JavaScript doesn't have block scope at all (yet, see below). All variables are declared throughout the function in which they appear (or throughout the global scope, if they're at global scope).

Assuming the code you've quoted is the only code in its scope, it's exactly the same as this:

var i;
var Proof;
var Callback;

for(i=0;i<3;i++){
    Proof = true
    if (i == 0){
        Proof = false
        //CallBack = function(){alert(Proof);}; // true????
        CallBack = function(){alert(i);};
    }
}

// Whatever happened to local scope? shouldn't CallBack be undefined now?
CallBack()// alert(3), should be 0?

More (on my blog): Poor, misunderstood var

CallBack()// alert(3), should be 0?

No, 3 is correct, because that's the value of i as of when CallBack is called. CallBack is a closure over the context in which it was created. It has an enduring reference to the context (including the i variable), not a copy of what existed when it was created.

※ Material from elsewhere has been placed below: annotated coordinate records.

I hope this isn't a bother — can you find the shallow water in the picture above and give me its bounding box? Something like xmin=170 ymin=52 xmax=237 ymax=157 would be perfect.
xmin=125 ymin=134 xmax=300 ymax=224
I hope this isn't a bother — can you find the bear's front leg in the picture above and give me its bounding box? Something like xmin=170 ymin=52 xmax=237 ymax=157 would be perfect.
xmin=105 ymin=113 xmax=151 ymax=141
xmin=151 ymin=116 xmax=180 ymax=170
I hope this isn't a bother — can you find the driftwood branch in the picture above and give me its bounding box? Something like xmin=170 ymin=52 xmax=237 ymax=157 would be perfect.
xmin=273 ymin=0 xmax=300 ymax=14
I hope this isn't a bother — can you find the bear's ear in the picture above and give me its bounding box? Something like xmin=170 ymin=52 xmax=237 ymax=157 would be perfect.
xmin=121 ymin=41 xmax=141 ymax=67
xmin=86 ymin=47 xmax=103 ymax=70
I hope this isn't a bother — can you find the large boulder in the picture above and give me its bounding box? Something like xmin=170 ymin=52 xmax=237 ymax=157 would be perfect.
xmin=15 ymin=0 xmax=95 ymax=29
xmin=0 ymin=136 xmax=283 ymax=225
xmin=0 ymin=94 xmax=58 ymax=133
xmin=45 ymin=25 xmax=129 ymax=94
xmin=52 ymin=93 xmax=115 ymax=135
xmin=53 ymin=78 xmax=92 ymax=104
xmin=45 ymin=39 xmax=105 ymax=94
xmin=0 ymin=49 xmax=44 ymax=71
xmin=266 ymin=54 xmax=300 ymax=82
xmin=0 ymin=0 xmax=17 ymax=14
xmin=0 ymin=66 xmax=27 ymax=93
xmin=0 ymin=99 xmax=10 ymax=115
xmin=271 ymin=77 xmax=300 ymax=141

If you wanted to get 0 instead, you'd have to have CallBack close over something other than i, something that won't change. The typical way to do that is to use a builder function you pass a value into:

function buildCallBack(index) {
    return function() { alert(index); };
}

Then:

CallBack = buildCallBack(i);

The value of i is passed into buildCallBack as the argument index. buildCallBack creates a function closing over the context of that call to buildCallBack and using that index argument. Since that argument's value is never changed, the callback alerts 0 (in this case) rather than 3.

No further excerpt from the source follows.